This is where I got stuck. $θ$ is a collection of values, not just a single value. Each knob on our radio affects the output individually, and we have to determine the individual effect of each knob.

It helps to start by breaking down what the chain rule is actually saying.

$$ \frac{d[\textcolor{purple}{\textrm{outer}}(\textcolor{orange}{\textrm{inner}}(x))]}{dx} = \frac{d_\textcolor{purple}{\textrm{outer}}}{d_\textcolor{orange}{\textrm{inner}}} \cdot \frac{d_\textcolor{orange}{inner}}{dx} $$

This means our “outer derivative” $d_\textcolor{purple}{\textrm{outer}}$ tells us how much our cost function $J(θ)$ changes in response to a given change in our hypothesis $h(x)$. We now need to find the “inner derivative” $d_{\textcolor{orange}{\textrm{inner}}}$, which tells us how much our hypothesis $h(x)$ changes in response to a given change in our weights $θ$.

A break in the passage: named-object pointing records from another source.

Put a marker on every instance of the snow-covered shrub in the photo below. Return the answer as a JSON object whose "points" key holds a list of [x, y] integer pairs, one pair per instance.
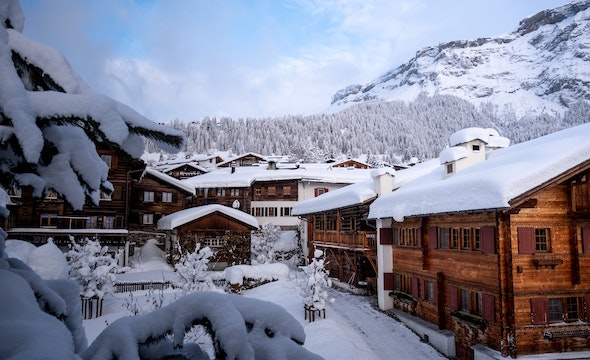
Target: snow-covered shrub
{"points": [[91, 266], [193, 270], [314, 288], [263, 243]]}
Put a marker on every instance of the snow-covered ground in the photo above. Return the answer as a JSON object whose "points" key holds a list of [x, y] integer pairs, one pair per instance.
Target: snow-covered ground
{"points": [[353, 329]]}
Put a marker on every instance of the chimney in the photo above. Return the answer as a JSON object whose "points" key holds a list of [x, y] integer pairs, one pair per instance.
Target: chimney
{"points": [[383, 180]]}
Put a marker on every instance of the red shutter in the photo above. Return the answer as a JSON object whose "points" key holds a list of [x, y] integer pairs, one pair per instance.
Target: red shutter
{"points": [[526, 240], [539, 311], [385, 236], [453, 298], [388, 281], [488, 306], [415, 288], [586, 239], [432, 238], [488, 240]]}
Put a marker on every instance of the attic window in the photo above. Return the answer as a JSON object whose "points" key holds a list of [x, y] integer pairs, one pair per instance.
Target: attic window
{"points": [[449, 168]]}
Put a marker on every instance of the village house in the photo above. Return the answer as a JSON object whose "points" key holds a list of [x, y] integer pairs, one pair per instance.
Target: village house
{"points": [[35, 219], [488, 253], [225, 230]]}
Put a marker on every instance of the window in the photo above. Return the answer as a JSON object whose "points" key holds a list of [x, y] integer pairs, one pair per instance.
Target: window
{"points": [[51, 194], [147, 219], [443, 238], [48, 220], [319, 191], [449, 168], [148, 196], [542, 240], [465, 304], [466, 240], [287, 190], [454, 238], [166, 196], [108, 159], [105, 195]]}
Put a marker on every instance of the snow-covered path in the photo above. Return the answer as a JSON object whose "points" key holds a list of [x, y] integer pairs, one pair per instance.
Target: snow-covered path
{"points": [[387, 337]]}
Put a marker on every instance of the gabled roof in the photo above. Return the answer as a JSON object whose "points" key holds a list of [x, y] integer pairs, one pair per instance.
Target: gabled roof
{"points": [[170, 180], [492, 184], [179, 218]]}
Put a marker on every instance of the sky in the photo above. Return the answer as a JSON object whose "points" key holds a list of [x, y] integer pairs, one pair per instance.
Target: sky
{"points": [[187, 59]]}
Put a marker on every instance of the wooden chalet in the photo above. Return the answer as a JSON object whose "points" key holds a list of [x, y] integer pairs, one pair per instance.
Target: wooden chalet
{"points": [[496, 255], [153, 196], [225, 230], [36, 219], [337, 224]]}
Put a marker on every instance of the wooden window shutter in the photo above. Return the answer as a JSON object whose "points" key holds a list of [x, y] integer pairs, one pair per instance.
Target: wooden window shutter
{"points": [[388, 281], [432, 237], [415, 287], [385, 236], [526, 240], [587, 308], [419, 235], [586, 239], [488, 307], [539, 311], [452, 297], [488, 239]]}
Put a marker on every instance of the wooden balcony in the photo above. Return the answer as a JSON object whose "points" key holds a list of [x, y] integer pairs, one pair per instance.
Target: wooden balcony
{"points": [[361, 240]]}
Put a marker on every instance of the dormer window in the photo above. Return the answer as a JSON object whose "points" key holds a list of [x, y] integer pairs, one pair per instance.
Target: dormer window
{"points": [[449, 168]]}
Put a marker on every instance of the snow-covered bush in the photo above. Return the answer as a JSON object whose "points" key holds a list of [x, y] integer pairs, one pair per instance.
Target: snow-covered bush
{"points": [[91, 266], [263, 243], [314, 288], [192, 270]]}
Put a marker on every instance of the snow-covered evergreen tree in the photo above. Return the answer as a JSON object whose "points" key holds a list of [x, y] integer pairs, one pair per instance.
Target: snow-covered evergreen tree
{"points": [[314, 288], [192, 270], [263, 243], [91, 266]]}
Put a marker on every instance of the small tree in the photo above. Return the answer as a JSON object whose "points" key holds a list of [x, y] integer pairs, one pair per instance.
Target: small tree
{"points": [[314, 289], [192, 270], [263, 243], [91, 266]]}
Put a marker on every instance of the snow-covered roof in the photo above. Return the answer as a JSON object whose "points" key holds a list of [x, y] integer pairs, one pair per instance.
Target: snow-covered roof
{"points": [[246, 175], [360, 192], [491, 184], [179, 218], [170, 180]]}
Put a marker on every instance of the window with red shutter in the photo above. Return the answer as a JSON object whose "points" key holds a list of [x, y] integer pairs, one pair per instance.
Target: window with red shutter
{"points": [[453, 299], [432, 237], [488, 239], [488, 311], [385, 236], [388, 281], [586, 239], [526, 240], [539, 311]]}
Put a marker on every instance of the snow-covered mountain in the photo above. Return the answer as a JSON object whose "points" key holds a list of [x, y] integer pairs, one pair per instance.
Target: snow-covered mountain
{"points": [[542, 66]]}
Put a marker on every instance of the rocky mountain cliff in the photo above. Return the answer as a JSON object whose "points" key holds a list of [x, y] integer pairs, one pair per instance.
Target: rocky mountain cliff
{"points": [[541, 67]]}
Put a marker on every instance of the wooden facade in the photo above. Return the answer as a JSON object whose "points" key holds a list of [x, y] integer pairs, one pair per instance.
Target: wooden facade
{"points": [[515, 280], [348, 241]]}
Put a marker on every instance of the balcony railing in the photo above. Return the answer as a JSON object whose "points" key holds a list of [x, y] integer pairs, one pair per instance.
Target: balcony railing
{"points": [[366, 240]]}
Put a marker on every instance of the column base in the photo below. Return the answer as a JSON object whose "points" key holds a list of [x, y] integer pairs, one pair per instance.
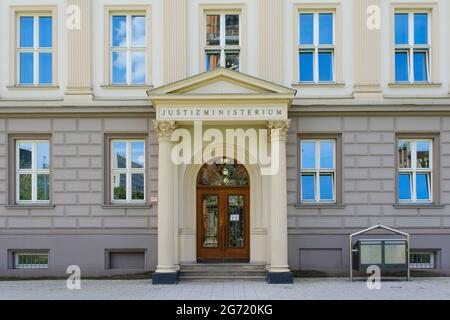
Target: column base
{"points": [[279, 277], [165, 278]]}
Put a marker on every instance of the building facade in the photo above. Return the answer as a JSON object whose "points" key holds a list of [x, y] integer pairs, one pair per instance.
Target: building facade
{"points": [[352, 99]]}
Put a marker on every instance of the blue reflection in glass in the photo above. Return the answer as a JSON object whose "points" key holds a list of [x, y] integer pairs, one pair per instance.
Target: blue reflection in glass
{"points": [[404, 187], [401, 66], [326, 187], [45, 68], [306, 28], [308, 155], [308, 187], [326, 155], [119, 31], [401, 28], [306, 62], [45, 32], [325, 66], [325, 28], [422, 186], [26, 32], [420, 66], [421, 28], [26, 68]]}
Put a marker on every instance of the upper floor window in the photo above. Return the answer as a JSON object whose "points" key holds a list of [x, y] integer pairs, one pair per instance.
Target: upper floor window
{"points": [[412, 47], [223, 41], [128, 49], [35, 50], [316, 47]]}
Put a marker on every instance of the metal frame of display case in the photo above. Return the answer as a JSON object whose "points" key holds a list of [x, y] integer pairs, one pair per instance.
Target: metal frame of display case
{"points": [[378, 226]]}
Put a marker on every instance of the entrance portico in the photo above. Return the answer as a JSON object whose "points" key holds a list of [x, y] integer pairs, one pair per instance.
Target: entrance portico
{"points": [[213, 118]]}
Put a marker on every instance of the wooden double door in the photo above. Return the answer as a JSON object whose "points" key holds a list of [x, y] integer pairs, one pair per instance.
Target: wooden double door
{"points": [[223, 230]]}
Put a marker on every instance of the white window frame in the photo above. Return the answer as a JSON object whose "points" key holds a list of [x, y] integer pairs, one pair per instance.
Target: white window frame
{"points": [[128, 171], [128, 49], [316, 47], [33, 171], [17, 265], [414, 171], [411, 48], [317, 171], [35, 50], [223, 48]]}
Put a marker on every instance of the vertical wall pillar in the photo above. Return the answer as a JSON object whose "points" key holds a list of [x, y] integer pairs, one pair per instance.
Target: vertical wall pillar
{"points": [[166, 271], [279, 269], [367, 50], [78, 26]]}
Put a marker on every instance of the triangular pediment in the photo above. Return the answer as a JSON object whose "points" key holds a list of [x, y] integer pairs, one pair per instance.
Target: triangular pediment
{"points": [[221, 81]]}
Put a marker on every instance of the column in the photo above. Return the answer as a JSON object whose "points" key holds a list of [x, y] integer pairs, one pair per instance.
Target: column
{"points": [[166, 272], [78, 50], [279, 269]]}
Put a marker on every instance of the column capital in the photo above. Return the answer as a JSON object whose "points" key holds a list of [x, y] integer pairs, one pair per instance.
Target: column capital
{"points": [[164, 129], [279, 128]]}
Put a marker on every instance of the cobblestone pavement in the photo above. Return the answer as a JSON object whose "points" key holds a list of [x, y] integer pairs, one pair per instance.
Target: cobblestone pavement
{"points": [[317, 288]]}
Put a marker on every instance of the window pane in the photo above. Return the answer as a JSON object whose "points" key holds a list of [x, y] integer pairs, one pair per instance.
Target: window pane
{"points": [[325, 28], [420, 66], [43, 155], [404, 154], [138, 31], [119, 181], [423, 154], [25, 187], [119, 31], [137, 155], [212, 60], [45, 32], [138, 67], [26, 68], [232, 29], [45, 68], [325, 66], [232, 60], [213, 30], [404, 187], [421, 28], [308, 155], [137, 187], [308, 187], [25, 155], [306, 63], [119, 155], [26, 32], [326, 187], [401, 66], [306, 28], [119, 67], [43, 185], [422, 186], [327, 155], [401, 28]]}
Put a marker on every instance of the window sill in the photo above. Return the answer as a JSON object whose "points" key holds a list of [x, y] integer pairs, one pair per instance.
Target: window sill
{"points": [[419, 206], [415, 85]]}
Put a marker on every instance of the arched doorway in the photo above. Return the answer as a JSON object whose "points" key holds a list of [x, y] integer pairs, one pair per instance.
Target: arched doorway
{"points": [[223, 215]]}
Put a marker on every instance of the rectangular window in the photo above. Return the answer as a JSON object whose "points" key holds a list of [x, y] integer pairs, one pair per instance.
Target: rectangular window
{"points": [[128, 49], [128, 181], [35, 49], [318, 170], [222, 41], [30, 260], [415, 170], [316, 48], [412, 47], [32, 171]]}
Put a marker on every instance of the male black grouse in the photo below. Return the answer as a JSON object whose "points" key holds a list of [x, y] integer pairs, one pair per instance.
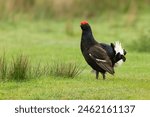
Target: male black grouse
{"points": [[101, 57]]}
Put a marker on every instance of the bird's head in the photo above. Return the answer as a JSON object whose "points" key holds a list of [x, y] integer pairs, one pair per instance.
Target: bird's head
{"points": [[85, 25]]}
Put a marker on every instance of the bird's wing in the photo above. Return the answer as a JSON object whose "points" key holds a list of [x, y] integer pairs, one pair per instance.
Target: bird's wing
{"points": [[100, 56]]}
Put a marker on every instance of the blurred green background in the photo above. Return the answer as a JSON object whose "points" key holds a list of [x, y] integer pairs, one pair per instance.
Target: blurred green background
{"points": [[131, 17], [48, 31]]}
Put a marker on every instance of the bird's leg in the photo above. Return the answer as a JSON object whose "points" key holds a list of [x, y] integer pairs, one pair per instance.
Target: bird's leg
{"points": [[103, 74], [97, 74]]}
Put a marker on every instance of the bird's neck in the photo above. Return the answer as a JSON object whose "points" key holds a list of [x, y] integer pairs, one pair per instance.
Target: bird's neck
{"points": [[88, 38]]}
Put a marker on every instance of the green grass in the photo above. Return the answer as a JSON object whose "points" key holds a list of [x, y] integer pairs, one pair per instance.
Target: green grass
{"points": [[48, 41]]}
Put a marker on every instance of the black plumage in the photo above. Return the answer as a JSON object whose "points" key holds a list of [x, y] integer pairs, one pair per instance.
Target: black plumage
{"points": [[101, 57]]}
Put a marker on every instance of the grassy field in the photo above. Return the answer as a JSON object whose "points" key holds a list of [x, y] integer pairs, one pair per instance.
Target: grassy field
{"points": [[48, 41]]}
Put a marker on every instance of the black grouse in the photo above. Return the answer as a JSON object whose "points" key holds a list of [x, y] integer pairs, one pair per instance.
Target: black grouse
{"points": [[101, 57]]}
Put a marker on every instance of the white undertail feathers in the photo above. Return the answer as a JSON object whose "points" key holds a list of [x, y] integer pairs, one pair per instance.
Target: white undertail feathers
{"points": [[118, 48]]}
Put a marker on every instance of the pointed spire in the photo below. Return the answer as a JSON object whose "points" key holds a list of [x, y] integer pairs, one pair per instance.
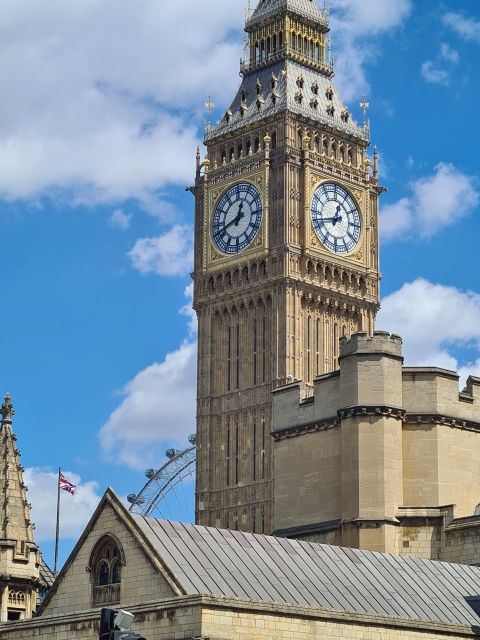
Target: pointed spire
{"points": [[15, 521], [7, 411]]}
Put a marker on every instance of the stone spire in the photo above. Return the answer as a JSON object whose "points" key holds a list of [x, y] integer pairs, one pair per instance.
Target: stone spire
{"points": [[15, 521], [307, 9], [19, 555]]}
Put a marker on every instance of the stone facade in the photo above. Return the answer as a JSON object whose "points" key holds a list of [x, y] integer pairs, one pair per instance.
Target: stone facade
{"points": [[277, 308], [379, 456], [163, 611], [204, 617]]}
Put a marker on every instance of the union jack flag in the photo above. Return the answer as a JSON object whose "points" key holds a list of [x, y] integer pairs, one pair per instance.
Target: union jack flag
{"points": [[66, 485]]}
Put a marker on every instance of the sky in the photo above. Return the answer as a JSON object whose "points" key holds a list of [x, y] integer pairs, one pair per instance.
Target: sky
{"points": [[102, 110]]}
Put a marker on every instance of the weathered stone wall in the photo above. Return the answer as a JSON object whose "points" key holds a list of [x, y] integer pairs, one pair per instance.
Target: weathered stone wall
{"points": [[141, 581], [187, 618], [373, 441]]}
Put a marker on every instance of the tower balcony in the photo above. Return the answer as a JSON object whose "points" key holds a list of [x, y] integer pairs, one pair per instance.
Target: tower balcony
{"points": [[297, 54]]}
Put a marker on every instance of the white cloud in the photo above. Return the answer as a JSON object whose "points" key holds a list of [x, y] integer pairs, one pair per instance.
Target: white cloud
{"points": [[354, 25], [76, 510], [427, 316], [438, 71], [466, 28], [120, 219], [158, 406], [113, 115], [169, 254], [434, 75], [449, 54], [437, 201]]}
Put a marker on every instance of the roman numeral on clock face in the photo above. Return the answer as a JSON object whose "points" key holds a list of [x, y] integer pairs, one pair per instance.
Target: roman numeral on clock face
{"points": [[237, 218], [335, 218]]}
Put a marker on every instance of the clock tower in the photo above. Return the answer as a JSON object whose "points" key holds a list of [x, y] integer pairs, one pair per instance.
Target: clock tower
{"points": [[286, 252]]}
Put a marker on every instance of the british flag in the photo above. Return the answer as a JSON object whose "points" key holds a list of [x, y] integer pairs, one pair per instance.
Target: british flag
{"points": [[66, 485]]}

But since $θ$ is a collection of values, there isn’t a single derivative, but rather several partial derivatives, which indicate how much our hypothesis $h(x^i)$ for a specific sample (house) $x^i$ changes in response to a given change in each of the weights $θ_j$.

Note: Another labeling convention—just as $i$ is used to refer to, or “index,” samples from $1$ through $m$, the total number of samples, lowercase $j$ is used to index features from $0$ through $n$, the total number of features. To return to our Einstein notation,
$$ x^{1 \leq \space i^\textrm{th} \textrm{ sample} \space \leq \space m \textrm{ samples}}_{0 \space \leq \space j^\textrm{th} \textrm{ feature} \space \leq \space n \textrm{ features}} $$

In math notation, this is written with a funny “d” called a “del,” $\partial$, like this:

$$ \frac{\partial h_θ(x^i)}{\partial θ_j} $$

This looks crazy, but the process of finding these partial derivatives is really the same as finding a normal derivative, except you treat all the other variables as constant, effectively ignoring them. So, for we now only have to concern ourselves with

$$ h_{θ_j}(x^i) = \begin{cases} \textcolor{magenta}{θ_0}\textcolor{teal}{x_0^i} \textcolor{lightgray}{+θ_1x_1^i + θ_2x_2^i} & \text{when } j=0 \\ \textcolor{lightgray}{θ_0x_0^i} \textcolor{lightgray}{+} \textcolor{magenta}{θ_1}\textcolor{teal}{x_1^i} \textcolor{lightgray}{+θ_2x_2^i} & \text{when } j=1 \\ \textcolor{lightgray}{θ_0x_0^i + θ_1x_1^i} \textcolor{lightgray}{+} \textcolor{magenta}{θ_2}\textcolor{teal}{x_2^i} & \text{when } j=2 \\ \end{cases} $$

The derivative of a variable times something else is just the something else. (For a line $y = 2x$, $\frac{dy}{dx}$ is just $2$, since its slope will be 2 at every point along the line.) Thus,

$$ \frac{\partial h_θ(x)}{\partial θ_j} = \begin{cases} \frac{\partial h_θ(x)}{\partial θ_0} &= \textcolor{lightgray}{θ_0} \textcolor{teal}{x_0^i} & \text{when } j=0 \\[0.5em] \frac{\partial h_θ(x)}{\partial θ_1} &= \textcolor{lightgray}{θ_1} \textcolor{teal}{x_1^i} & \text{when } j=1 \\[0.5em] \frac{\partial h_θ(x)}{\partial θ_2} &= \textcolor{lightgray}{θ_2} \textcolor{teal}{x_2^i} & \text{when } j=2 \end{cases} $$

Or just

$$ \frac{\partial h_θ(x)}{\partial θ_j} = \left\{\begin{array}{lr} x_0^i & \text{when } j=0 \\[0.5em] x_1^i & \text{when } j=1 \\[0.5em] x_2^i & \text{when } j=2 \end{array}\right\} = \textcolor{red}{x_j^i} $$

That’s $d_{\textcolor{orange}{\textrm{inner}}}$.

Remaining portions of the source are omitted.